Plus, to make those determinations, at least two successive databursts must be flawlessly decoded. Until two positions are received and matched together, it's impossible to know which way the traffic is moving, what speed, and whether it's a potential threat or not. That means waiting for the second databurst, which takes time, precious time that would be better spent avoiding the accident. If the databurst contains the vector of the other aircraft, then the data is ready to use instantly. No need to store 198 sets of data and keep straight which belongs to who, no need to wait, no complexity introduced by missing databursts. When one burst comes in intact, all the data is instantly available to calculate a possible conflict and work out any necessary evasive action.

This is the sort of thing that is obvious to pilots, but not to Lincoln Labs. Or the FAA.

If everything necessary to evaluate the threat is contained in one burst, then the requirement for data integrity is eased. That is, we can sustain more signals being stepped on. And this directly relates to the number of planes that can be accommodated, how much range can be achieved, how reliable the whole thing is, how much it costs.

So the signal should not contain ID. These bits are needed to carry important data. A safe driver watches the other vehicles, he doesn't concentrate on their license plates. Same idea.

As many readers of THE OTHER WING know, AirSport manufactures receivers that decode all the data that the aircraft transponder is reporting to Air Traffic Control.

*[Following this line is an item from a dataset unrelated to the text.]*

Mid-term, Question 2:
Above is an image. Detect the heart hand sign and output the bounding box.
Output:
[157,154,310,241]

They display that data for the benefit of the pilot. These receivers pick up 1090 MHZ. If more data could be packed onto that frequency, we could offer more benefits to our customers. So I'm not opposed to Mode S GPS on business grounds. Quite the contrary, if additional signals would fit at this spot on the dial we would love it. But there isn't any room. When Mode C was mandated a few years ago the resulting growth in transponder signals caused increased traffic spacing and led to the Northeast Reorganization Plan. Since Mode S testing began at Baltimore and Orlando, controllers are constantly complaining about "defective" general aviation transponders in those areas. As use of TCAS has proliferated, ATCRBS reliability has plummeted. If aviation is to survive, we cannot continue to pile more and more on this one frequency. I wish the pilot's organizations would understand that.

The collision avoidance equipment of tomorrow must be right for aviation, not what appears acceptable to Lincoln Labs. We need to remind the non-pilots that they are exactly that. I wouldn't begin to tell a surgeon how to carve the body; those non-pilots have no business telling us what information we need in the cockpit. And until they greatly improve magnetos and exhaust valves they have no business talking about 99.999% reliability, either.